Successivamente si è passati a sfruttare le forme più complesse di
energia, quali l’energia termica derivante dalla combustione del
carbone, del petrolio e del gas fino all’energia nucleare originata
della fissione del nucleo degli atomi dell’uranio, nonché degli altri
elementi fissili “pesanti” non esistenti in natura – tra cui il
plutonio – generati nell’ambito del processo di fissione
dell’uranio.
La prossima frontiera è nell’utilizzo dei combustibili “puliti”
derivanti dall’acqua - come l’idrogeno - il cui impiego non presenta
prodotti di combustione inquinanti. Per un suo impiego su larga scala
occorre realizzare adeguate infrastrutture ed industrializzare le
tecnologie per il suo utilizzo. Sono, inoltre, in via di studio la
possibilità di impiegare, nel lungo termine, l’energia nucleare
derivante dalla fusione dei nuclei di elementi “leggeri”, cosa che
consentirebbe di superare il problema della radioattività dei prodotti di
fissione.
L’energia elettrica, che in natura si manifesta attraverso i fulmini
generati durante i temporali, si ottiene usualmente dalla trasformazione
delle suddette forme di energia “primaria” in energia meccanica,
utilizzando macchinari come le turbine a vapore, le turbine a gas, i
motori a scoppio, le turbine idrauliche e i generatori eolici; l’energia
meccanica prodotta viene trasformata, a sua volta, in energia elettrica
tramite l’accoppiamento di tali macchine con i generatori elettrici.

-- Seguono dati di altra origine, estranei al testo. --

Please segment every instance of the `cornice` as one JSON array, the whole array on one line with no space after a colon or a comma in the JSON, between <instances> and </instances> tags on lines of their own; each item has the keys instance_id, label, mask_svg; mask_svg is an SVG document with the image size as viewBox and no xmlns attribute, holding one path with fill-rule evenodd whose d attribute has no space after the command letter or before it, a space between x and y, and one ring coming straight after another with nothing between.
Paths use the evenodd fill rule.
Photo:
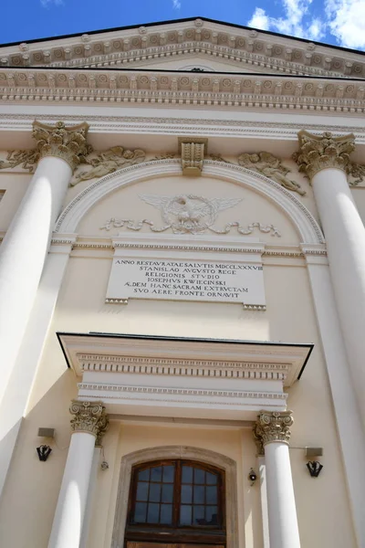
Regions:
<instances>
[{"instance_id":1,"label":"cornice","mask_svg":"<svg viewBox=\"0 0 365 548\"><path fill-rule=\"evenodd\" d=\"M0 100L1 101L1 100ZM311 112L311 114L316 111ZM45 114L41 108L36 114L16 114L0 113L0 131L23 131L31 132L33 121L36 120L55 123L57 117L55 114ZM328 121L330 118L328 118ZM152 116L106 116L102 111L99 114L86 115L80 112L78 115L68 114L65 121L69 123L79 123L87 121L89 128L89 134L94 132L105 133L125 133L132 132L133 133L143 133L146 132L167 134L167 135L194 135L201 134L202 130L204 135L224 136L224 137L266 137L271 139L282 139L295 141L297 143L297 132L302 130L308 130L312 132L322 133L328 131L337 134L344 132L354 133L357 143L365 143L365 128L356 125L338 125L334 123L306 123L287 122L283 121L252 121L250 120L225 119L216 120L203 118L159 118Z\"/></svg>"},{"instance_id":2,"label":"cornice","mask_svg":"<svg viewBox=\"0 0 365 548\"><path fill-rule=\"evenodd\" d=\"M133 399L142 399L142 400L151 400L155 399L151 396L167 396L173 397L174 402L181 403L192 403L190 399L193 397L222 397L222 398L232 398L233 400L243 400L245 398L253 398L253 399L269 399L269 400L279 400L280 402L286 402L287 398L287 394L283 392L253 392L253 391L238 391L238 390L204 390L202 388L165 388L162 386L126 386L121 385L107 385L107 384L95 384L95 383L78 383L78 387L79 391L82 392L92 392L97 391L98 393L103 392L107 393L103 394L102 399L105 398L112 398L115 395L108 395L108 393L112 393L114 395L118 395L123 399L126 398L125 395L133 394L136 395L137 397L133 397ZM139 395L142 395L141 398L138 398ZM84 395L82 395L85 397ZM149 397L150 396L150 397ZM180 396L176 398L176 396ZM184 399L182 399L182 396L185 396ZM97 396L89 396L90 399ZM100 395L98 396L100 399ZM165 400L168 401L168 400ZM194 403L201 404L213 404L214 406L236 406L239 402L232 402L231 404L227 402L219 402L217 400L214 400L212 402L207 402L205 400L195 401ZM242 402L243 403L243 402Z\"/></svg>"},{"instance_id":3,"label":"cornice","mask_svg":"<svg viewBox=\"0 0 365 548\"><path fill-rule=\"evenodd\" d=\"M0 96L5 103L137 103L334 114L362 113L365 110L365 82L361 80L196 72L3 68Z\"/></svg>"},{"instance_id":4,"label":"cornice","mask_svg":"<svg viewBox=\"0 0 365 548\"><path fill-rule=\"evenodd\" d=\"M172 376L203 376L285 381L290 371L288 364L235 362L173 358L134 357L129 355L78 354L82 373L105 372Z\"/></svg>"},{"instance_id":5,"label":"cornice","mask_svg":"<svg viewBox=\"0 0 365 548\"><path fill-rule=\"evenodd\" d=\"M240 71L249 67L261 72L365 75L364 59L356 52L202 19L4 47L0 63L3 67L148 67L159 59L192 54L228 60Z\"/></svg>"}]
</instances>

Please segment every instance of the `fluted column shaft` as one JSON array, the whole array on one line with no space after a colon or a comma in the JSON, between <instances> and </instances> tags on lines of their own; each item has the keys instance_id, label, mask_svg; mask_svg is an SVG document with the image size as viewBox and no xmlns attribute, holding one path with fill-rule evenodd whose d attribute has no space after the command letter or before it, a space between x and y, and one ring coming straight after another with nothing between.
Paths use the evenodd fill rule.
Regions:
<instances>
[{"instance_id":1,"label":"fluted column shaft","mask_svg":"<svg viewBox=\"0 0 365 548\"><path fill-rule=\"evenodd\" d=\"M297 162L311 179L356 399L365 427L365 227L347 179L354 136L333 138L330 133L315 136L301 132L299 144Z\"/></svg>"},{"instance_id":2,"label":"fluted column shaft","mask_svg":"<svg viewBox=\"0 0 365 548\"><path fill-rule=\"evenodd\" d=\"M79 548L94 458L95 440L108 427L102 402L74 400L73 433L48 548Z\"/></svg>"},{"instance_id":3,"label":"fluted column shaft","mask_svg":"<svg viewBox=\"0 0 365 548\"><path fill-rule=\"evenodd\" d=\"M88 125L35 122L38 164L0 246L0 401L19 351L48 250Z\"/></svg>"},{"instance_id":4,"label":"fluted column shaft","mask_svg":"<svg viewBox=\"0 0 365 548\"><path fill-rule=\"evenodd\" d=\"M300 548L288 447L292 424L291 411L262 411L254 430L265 449L270 548Z\"/></svg>"}]
</instances>

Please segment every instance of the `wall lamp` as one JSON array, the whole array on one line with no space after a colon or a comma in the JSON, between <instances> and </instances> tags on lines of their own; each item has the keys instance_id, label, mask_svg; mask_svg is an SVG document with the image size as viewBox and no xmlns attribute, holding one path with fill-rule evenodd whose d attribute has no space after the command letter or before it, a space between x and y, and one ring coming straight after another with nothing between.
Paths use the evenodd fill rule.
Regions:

Nello svolgere la sua attività lavorativa l’uomo ha imparato due
principi fondamentali. Il primo è che ogni lavoro comporta un consumo
complessivo di energia, il secondo è che un determinato lavoro si può
eseguire solo se si dispone di forza sufficiente o, più correttamente, di
un’adeguata “potenza” definibile come l’energia disponibile
nell’unità di tempo. Facciamo un esempio: un uomo può spostare mille
sassi pesanti un chilogrammo ciascuno in un certo tempo, tuttavia non è
in grado di spostarli tutti nello stesso istante; per poter ottenere tale
risultato occorre aumentare l’energia disponibile nell’unità di
tempo, ad esempio utilizzando contemporaneamente un numero maggiore di
uomini.
Per poter stabilire l’energia e la potenza necessarie per eseguire un
certo lavoro occorre essere in grado di misurale definendo
convenzionalmente alcune unità di misura.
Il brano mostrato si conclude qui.